External Affairs refers to the relationships Guam has with regional and international actors. This can include matters of immigration, trade, and Guam’s participation in international organizations.
The Government of Guam does not have the ability to establish relationships or make agreements with governments in the region or internationally. This is because all external affairs of the territory of Guam are controlled by the United States. This also means that Guam is implicated in all of the United States’ external affairs.

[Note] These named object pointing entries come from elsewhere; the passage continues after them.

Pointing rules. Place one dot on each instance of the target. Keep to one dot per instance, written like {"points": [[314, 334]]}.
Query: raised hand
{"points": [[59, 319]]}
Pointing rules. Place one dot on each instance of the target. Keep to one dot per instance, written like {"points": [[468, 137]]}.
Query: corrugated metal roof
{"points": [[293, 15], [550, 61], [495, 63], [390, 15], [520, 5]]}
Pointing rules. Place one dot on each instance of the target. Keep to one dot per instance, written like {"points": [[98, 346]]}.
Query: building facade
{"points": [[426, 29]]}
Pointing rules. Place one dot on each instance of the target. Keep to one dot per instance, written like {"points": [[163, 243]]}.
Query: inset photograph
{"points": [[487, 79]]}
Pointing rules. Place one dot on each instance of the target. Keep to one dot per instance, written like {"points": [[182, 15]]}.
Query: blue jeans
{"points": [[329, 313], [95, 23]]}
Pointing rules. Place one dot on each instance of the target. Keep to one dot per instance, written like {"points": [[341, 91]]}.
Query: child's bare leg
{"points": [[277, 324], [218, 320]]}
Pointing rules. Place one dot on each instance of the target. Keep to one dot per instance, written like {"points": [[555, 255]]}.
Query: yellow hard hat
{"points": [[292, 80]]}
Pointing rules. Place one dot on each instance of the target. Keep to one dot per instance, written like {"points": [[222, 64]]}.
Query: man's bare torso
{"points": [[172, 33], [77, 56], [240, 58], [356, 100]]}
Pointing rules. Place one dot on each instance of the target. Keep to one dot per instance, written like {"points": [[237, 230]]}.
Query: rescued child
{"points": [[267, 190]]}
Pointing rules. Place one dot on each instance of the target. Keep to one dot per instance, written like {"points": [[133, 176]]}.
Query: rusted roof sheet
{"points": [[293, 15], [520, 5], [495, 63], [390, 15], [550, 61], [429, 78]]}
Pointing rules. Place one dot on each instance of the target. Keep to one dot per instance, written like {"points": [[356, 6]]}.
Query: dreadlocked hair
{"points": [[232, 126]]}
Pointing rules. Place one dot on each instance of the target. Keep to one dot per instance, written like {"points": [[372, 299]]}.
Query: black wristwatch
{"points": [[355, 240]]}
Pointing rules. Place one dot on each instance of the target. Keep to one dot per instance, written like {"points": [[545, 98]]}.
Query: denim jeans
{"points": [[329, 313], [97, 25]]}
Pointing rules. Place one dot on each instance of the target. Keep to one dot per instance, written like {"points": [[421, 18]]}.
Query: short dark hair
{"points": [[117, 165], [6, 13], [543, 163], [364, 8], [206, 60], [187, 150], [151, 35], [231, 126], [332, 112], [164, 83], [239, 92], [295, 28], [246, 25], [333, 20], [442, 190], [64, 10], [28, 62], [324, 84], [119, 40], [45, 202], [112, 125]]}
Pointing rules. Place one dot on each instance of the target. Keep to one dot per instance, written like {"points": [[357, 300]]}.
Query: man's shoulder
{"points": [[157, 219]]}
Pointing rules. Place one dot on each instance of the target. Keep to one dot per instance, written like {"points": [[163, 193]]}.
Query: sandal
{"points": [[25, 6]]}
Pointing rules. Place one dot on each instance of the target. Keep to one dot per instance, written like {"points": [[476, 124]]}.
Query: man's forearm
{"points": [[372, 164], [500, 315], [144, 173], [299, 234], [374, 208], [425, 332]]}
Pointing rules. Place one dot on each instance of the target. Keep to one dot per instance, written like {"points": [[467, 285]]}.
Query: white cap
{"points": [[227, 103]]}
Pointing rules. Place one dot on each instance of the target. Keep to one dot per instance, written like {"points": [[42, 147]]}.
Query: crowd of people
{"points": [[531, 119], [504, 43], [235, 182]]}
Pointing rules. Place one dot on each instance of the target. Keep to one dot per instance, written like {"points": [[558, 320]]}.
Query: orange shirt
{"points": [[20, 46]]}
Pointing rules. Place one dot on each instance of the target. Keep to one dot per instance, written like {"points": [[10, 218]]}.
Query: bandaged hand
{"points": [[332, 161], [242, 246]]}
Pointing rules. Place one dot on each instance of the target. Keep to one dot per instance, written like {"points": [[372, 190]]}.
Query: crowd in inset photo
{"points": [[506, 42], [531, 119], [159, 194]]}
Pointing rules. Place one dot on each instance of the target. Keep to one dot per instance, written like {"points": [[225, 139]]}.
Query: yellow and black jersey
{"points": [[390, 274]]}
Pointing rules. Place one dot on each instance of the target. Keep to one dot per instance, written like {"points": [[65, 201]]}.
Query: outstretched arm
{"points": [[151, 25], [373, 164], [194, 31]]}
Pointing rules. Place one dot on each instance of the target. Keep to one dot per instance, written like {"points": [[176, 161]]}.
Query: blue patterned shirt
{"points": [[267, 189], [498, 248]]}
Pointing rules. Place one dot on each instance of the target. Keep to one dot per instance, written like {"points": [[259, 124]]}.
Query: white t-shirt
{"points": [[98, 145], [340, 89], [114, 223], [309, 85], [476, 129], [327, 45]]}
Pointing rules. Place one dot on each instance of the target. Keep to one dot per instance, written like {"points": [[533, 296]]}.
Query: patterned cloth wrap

About External Affairs in Guam
As a non self-governing territory under the administering power of the United States, Guam does not have a seat in international organizations like the United Nations nor does the government have the power to enter into treaty agreements with other countries. To the international community, Guam is part of the United States although U.S. domestic law says otherwise. Guam’s status limits the platforms on which the people can present critical issues facing the island like climate change, immigration, and indigenous rights to the regional and international community. As a result of Guam’s lack of control over external affairs, decisions surrounding matters such as reunification with the Northern Mariana Islands requires Congressional approval.
Did You Know
The power delegated to the U.S. president cannot be halted in treating “Guam as a closed port with respect to the vessels and aircraft of foreign nations.” (Organic Act of Guam)
In furtherance of an agreement with the Government of Japan, the DON plans to relocate 5,000 USMC personnel and 1,300 dependents from Okinawa to Guam. (Reinitiation of the 2015 Biological Opinion on the Department of the Navy’s Relocation of U.S. Marine Corps from Okinawa to Guam and Associated Activities on Guam, 2016)
The “Guam Buildup [will] transform Guam…the westernmost sovereign [sic] territory of the United States, into a hub for security activities in the region,” intended to “deter and defeat” regional aggressors. Guam will be ground zero for mega-militarization in the Pacific and beyond. (Koohan Paik, “Living at the ‘Tip of the Spear,’” in The Nation, May 2010)
The overarching purpose of the proposed action [on the military relocation] is to meet international agreement and treaty requirements and to fulfill U.S. national security policy requirements to provide mutual defense, deter aggression, and dissuade coercion in the Western Pacific Region. (Record of decision for the final supplemental environmental impact statement for Guam and the Commonwealth of the Northern Mariana Islands military relocation)
Guam maintains observer status rather than member status in the Pacific Islands Forum because it is a territory of the United States.